If the input file contains the following statements:

x = 5 + 3;
x = x+1
z = x+10+1;
y = z+x;
 
Your program should output:
 
The symbol table contains:
        id             address
        x               0
        z               1
        y               2 
 
Main Memory contains:
  cell      value
0       9
1       20
2       29   
3	0
4	0
...

Ignore End-Lines
Your program should treat end-line characters as whitespace and thus handle multiple assignments on a single line and a single assignment on multiple lines, as in:

x = 3; y = x+4; z =

x+1;

Program Design
You will need  three new classes, Symbol, SymbolTable, and MainMemory. SymbolTable can be designed as an array of Symbol. Each symbol should include a string representing the name of the variable and an int representing the address in memory that the variable represents.

Parsing should be implemented using a process called recursive descent parsing. With this scheme, you define a method for each syntactic element that you might be expecting. Generally, each of these methods is called parseX, where X is the syntactic element expected. So in your program, you'll define a parseStatement method that checks for a single complete programming statement, a parseId method, that checks to see if the first token is an id, a parseAssignmentOp method that checks for "=", and a parseExpression method that checks for a sequence of tokens which make up an expression. Each of these parse methods will call your getNextToken method one or more times.

Part A. In Part A, concentrate on checking a single statement for syntactic correctness -- i.e., parsing. In other words, have your first version simply check a statement read in from the keyboard for correctness and print a message stating if the statement is a legal one or not. In this first part, do not worry about reading from a file or about actually interpreting statements (no symbol table or main memory yet).

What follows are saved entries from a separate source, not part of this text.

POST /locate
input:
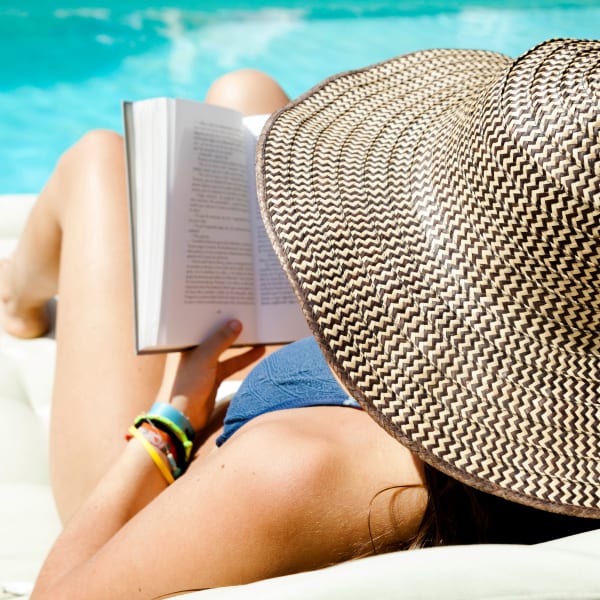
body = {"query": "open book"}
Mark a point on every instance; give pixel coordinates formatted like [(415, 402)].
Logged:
[(201, 254)]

Part B. In Part B, you'll read input from a file, and you'll extend your parser so that it also interprets statements, i.e., builds a symbol table and main memory.

 

Grading

You will only be given credit for portions of the project that are fully completed.

TASK Points
Prelim Structure Chart/Updated Chart at End 5
Unit tests for all new methods 10
Documentation, formatting, quality 10
Working Program, part A 15
Complete Working Program, Parts A and B 60
EXTRA CREDIT: Generate psuedo-assembly code and interpret that code 10
EXTRA CREDIT: Handle floating point, multiple operators (-,*/), other statements 1-10

Documentation, formatting, and quality will also be graded on assignment 2:

  1. Documentation and source format will be 5% of your grade. Does your header documentation include the author's name, the purpose of the program, and a description of how to use the program? Are the identifiers meaningful? Are any obscure constructs clearly explained? Does the method header documentation explain the purpose of the method, its parameters, pre- and post-conditions, and any changes to object member variables? Is the indentation consistent? Have blank lines been used so that the program is easy to read? Did you follow the style guidelines provided?
  2. Quality of solution will be 5% of your grade. Are any of your methods more than15 lines? Are there long or multipurpose methods? Is your solution too clever -- i.e., has the solution been condensed to the point where it's incomprehensible?

Submission.
You must submit your source code to the cs112 submission directory by the due date. Bring a hard-copy of your program to your interactive grading session, which will occur at the lab following the due date.

Collaboration
It is OK for you to discuss solutions to this program with your classmates. However, no collaboration should ever involve looking at one of your classmate's source programs! It is usually extremely easy to determine that someone has copied a program, even when the individual doing the copying has changed identifiers and comments. If we discover that someone has copied a program, the authors of both programs will receive a 0 on the project and University sanctions.